Thursday, 1 August 2013

Leaving the house for work this morning, noticed that Neighbour A's kid's bike was left out in the corridor instead of in the hall cupboard.

"But it's a kid's bike," you say. "What problem could this possibly cause?"

Well. Kid's bike, and pushchair before that, have been a tipping point for neighbour rows before. The corridor is the only way to our front door, and it is quite dark and narrow, and there have been a few near misses and scuffed shins with tripping over stuff in the dark. We did ask ages ago if they could find another place to put it - but by that point Neighbour C had already told them to move it, so it became this whole thing about Neighbour C again, and aaaaaargh.

And then! We had the dread House Meeting of huffiness and doom, and actually came up with a solution. Neighbour C would clear out the hall cupboard, which had a whole lot of junk in there from (I think?) him and previous neighbours, and the A neighbours would get use of that cupboard to store kid stuff.

And so it was. And everyone was happy, and nobody tripped over anything in the dark.

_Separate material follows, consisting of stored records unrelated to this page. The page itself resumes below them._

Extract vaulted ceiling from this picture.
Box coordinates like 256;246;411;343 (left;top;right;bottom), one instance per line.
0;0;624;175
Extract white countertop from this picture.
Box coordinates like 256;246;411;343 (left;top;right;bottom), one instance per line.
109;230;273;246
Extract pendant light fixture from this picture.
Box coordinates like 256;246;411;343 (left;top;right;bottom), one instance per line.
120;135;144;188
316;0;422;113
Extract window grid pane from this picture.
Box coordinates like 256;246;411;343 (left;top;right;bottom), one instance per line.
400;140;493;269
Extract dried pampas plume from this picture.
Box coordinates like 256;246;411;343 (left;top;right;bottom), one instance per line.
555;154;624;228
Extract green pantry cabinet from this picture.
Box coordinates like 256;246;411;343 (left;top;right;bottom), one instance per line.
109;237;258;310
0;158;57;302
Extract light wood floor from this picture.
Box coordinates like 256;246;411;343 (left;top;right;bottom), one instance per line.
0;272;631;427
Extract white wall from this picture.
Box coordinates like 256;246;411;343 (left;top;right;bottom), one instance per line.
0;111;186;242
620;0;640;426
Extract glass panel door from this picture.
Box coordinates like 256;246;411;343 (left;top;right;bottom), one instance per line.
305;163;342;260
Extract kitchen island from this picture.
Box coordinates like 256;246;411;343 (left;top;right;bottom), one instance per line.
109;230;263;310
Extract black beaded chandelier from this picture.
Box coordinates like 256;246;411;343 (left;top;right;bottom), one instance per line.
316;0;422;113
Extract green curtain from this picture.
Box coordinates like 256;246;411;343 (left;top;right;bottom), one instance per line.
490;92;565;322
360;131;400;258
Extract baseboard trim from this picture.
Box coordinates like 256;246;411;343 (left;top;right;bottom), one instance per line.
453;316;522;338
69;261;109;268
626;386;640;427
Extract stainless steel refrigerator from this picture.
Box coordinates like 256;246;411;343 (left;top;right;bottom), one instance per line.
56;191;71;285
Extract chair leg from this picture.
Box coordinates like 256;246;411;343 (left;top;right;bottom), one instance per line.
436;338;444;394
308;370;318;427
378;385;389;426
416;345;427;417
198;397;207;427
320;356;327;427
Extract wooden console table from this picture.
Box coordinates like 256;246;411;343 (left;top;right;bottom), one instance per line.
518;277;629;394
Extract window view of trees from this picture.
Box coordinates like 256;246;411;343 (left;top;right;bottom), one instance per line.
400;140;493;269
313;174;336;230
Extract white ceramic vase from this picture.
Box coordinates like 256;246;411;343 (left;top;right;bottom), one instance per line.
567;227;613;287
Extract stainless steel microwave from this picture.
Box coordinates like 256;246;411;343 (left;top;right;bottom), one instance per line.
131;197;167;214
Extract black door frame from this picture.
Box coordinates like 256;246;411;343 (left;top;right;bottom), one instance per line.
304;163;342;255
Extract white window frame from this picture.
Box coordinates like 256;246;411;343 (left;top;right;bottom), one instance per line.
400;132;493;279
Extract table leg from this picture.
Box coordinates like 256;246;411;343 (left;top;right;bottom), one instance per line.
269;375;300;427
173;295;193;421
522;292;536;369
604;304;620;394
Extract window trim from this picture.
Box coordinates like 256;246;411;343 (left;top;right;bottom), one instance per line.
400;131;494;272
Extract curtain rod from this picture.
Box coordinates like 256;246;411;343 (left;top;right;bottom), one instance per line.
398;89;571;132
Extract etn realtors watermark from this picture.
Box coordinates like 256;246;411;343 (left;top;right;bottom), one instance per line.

So. Seeing the bike out in the corridor again left me with several options:
a) leave bike. Pros: do not have to haul bike around, cannot be accused of moving anybody's stuff. Cons: Neighbour C will no doubt see bike, be furious, and yell at the A neighbours, who will then yell back and the whole thing will kick off again. Also, I am probably going to trip over it on my way back from work once I've forgotten it's there.
b) move bike. Pros: no more bike in corridor, no potential yelling from C. Cons: A neighbours will probably assume C moved it and get mad, and we will have a re-run of the last fourteen times this argument happened.
c) move bike, leave note saying who moved it. Pros: A neighbours cannot yell at C, C cannot yell at A. Cons: possibly they will all yell at me instead. Or the As will assume I am acting on C's behalf, or the Ds will get involved again because they always do, and I will no longer be able to claim political neutrality.

So I'm standing there, looking at the bike, and weighing up all these options. And then it strikes me: I am running an entire chess game's worth of strategy in my head over a four-year-old's bicycle. This is no way to live my life.

Moved bike to the side where it was less trip-over-able, went to work. Let them have whatever wars they want to.